My Grandparents’ Garden – a memoir by Maria Kenny

My Grandparents’ Garden

Until I was seven my parents, four siblings and I lived with my grandparents. They had a diminutive front garden which was awash with flowers and resplendent rockeries as if it was parkland they lived in rather than a small house in a nondescript housing estate. The garden had a beautiful neglected feel to it as if it had been let run wild, but in truth was tended meticulously to seem that way. My grandmother was ahead of her time and ignored the bemused looks of her neighbours and instead focused on the admiring glances bestowed on her beloved flowers. Blossoms and hedges mingled with abandonment, creating vivid colours doused in balmy aromas. Stems of varying lengths rose to greet visitors, extending velvety petals, challenging any passer-by not to reach out and caress.

As a child I’d explore each crevice of the garden, my imagination constantly creating wonderlands for me to go to. Each bush was a place in a far off country I had only ever seen in my sister’s geography book; new places never before found till I Christopher Columbus discovered them. Hidden in each flower was a fairy who only spoke to me, who regaled me with tales of a wonderful kingdom below the garden which I was allowed to visit. I was wonder woman, I was the bionic woman, I was a fairy queen, and I was Ireland’s greatest explorer. I was anything I wanted to be when I entered the garden.

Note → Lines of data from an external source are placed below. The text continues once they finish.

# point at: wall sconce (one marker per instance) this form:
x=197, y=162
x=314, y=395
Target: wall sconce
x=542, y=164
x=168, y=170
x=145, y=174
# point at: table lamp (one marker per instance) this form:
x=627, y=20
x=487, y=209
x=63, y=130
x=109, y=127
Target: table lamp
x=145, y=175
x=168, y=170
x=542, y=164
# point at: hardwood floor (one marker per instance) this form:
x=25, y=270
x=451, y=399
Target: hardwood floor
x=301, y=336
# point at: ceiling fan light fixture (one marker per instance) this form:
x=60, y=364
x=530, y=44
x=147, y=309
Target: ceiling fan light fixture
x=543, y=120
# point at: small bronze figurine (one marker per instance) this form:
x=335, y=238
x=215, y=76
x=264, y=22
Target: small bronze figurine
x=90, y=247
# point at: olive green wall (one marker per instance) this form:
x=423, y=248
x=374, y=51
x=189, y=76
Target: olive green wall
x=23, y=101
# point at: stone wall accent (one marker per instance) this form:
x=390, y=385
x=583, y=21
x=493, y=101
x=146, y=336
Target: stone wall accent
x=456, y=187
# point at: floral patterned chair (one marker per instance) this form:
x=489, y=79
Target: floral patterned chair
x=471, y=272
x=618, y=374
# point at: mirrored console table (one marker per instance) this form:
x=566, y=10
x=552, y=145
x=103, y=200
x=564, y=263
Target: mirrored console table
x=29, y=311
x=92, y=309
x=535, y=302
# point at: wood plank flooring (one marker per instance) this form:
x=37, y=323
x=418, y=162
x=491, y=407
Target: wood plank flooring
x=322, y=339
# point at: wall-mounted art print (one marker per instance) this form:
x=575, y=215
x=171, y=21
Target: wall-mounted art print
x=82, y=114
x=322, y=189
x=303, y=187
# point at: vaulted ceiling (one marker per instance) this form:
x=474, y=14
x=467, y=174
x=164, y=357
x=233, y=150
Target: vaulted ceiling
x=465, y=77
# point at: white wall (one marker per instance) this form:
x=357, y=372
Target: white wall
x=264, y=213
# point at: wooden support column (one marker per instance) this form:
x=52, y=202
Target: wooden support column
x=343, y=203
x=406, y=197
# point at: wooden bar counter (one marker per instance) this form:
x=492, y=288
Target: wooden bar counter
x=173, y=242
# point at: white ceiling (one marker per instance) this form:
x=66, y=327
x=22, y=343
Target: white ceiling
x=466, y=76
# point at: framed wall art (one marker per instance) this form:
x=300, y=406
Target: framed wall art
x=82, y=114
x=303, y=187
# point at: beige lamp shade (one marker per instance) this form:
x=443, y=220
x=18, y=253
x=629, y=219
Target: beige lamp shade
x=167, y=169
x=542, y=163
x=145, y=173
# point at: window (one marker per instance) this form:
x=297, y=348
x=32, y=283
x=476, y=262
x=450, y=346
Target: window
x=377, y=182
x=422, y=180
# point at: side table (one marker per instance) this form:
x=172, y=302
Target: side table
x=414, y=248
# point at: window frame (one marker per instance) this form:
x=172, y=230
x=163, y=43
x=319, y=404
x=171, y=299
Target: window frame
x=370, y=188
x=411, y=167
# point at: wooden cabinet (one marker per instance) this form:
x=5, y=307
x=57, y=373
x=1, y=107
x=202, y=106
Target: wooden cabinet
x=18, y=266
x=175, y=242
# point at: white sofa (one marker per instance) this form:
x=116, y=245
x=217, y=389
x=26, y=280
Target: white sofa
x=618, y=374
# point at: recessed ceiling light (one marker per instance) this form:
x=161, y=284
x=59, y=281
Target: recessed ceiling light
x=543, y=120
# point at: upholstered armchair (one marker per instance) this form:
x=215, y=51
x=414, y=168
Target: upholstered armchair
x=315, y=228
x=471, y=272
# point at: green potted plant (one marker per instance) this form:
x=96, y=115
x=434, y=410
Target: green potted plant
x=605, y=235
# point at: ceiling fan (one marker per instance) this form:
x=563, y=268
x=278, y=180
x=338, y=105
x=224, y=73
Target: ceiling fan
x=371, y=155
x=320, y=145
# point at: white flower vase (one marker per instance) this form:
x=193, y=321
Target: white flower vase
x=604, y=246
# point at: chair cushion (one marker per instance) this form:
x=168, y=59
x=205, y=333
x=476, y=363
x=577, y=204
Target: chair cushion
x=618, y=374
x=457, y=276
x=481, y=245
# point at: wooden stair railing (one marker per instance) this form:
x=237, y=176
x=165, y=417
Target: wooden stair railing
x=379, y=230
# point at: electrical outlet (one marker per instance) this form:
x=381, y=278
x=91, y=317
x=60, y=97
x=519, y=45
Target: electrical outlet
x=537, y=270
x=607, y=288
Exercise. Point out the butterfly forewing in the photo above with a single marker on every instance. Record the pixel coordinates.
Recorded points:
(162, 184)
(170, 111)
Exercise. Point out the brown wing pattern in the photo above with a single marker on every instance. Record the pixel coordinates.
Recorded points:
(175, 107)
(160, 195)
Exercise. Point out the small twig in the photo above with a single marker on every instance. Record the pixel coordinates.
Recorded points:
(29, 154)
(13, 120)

A small wall ran from the gate to the front door. It was on this wall I danced, imagining myself that Russian gymnast Nina that I had seen on our black and white television. The rough stone was coarse under my soft bare feet, toes curled in to maintain balance.
To fall was to bear the wrath of the multifarious rose bushes which were always forgiven as they constantly and ceremoniously released their mesmerising perfume into the air. To walk that wall was to achieve a small miracle, the scars of the triumph blazing on soft legs later that night.

In the centre of the garden stood a smaller circular flower bed, again surrounded by a small wall. This flowerbed held shrubs which never thrived due to the riot of roses blocking any chance of sun or rain. My grandmother refused to give up hope and when one managed to flower her faith rest would be restored resulting in a period of passionate dead-heading.

Up against the railing which restrained the wonderful wildness, was a row of wallflowers in an array of colours. In my memory bees forever seemed to be droning lazily around them, their buzzing hypnotic.

The rose petals were gently picked by my sisters and I in an attempt to capture their sweet-smelling scent in a bottle. They would linger lovingly in the bathroom sink steeping in tepid water until my father would demand their removal so he could shave. They would then be lost to the wilderness of our bedroom, found months later crisp and tarnished. We never achieved our goal.

As I grew bigger the garden seemed to decrease, but even in adulthood I could never walk up the path to the front door, instead always choosing the wall from my childhood fantasies. I would stand tall amongst the plants that had overpowered me years before, nostalgia and melancholy making me yearn for an innocence long gone. I would catch that same look on the face of my siblings. We never discussed our forays into the garden each hanging onto our own escapades and memories, knowing the time had passed for such conversations. It would seem silly and superfluous now.

By the time my grandparents died I had my own house and garden. Cuttings from their garden were well established in mine. It is said that smell evokes the strongest memories. The heady fragrance of roses and my grandparent’s garden is forever interwoven in my memory, transporting me back to the six-year-old adventurer I once was, safe and secure in my world, surrounded by love.

Their roses continued their encroachment of the garden in wonderful abandonment until the house was sold. The new owners had the garden cobble locked.

Maria Kenny has lived in Dublin all her life. She works with children with special needs in a primary school. Her short stories and flash fiction have appeared in journals in Ireland, the UK and Mexico. She was longlisted for the WoW award 2016 and was highly rated in the Maria Edgeworth Short Story competition in 2018. She is currently in the throes of editing her second novel.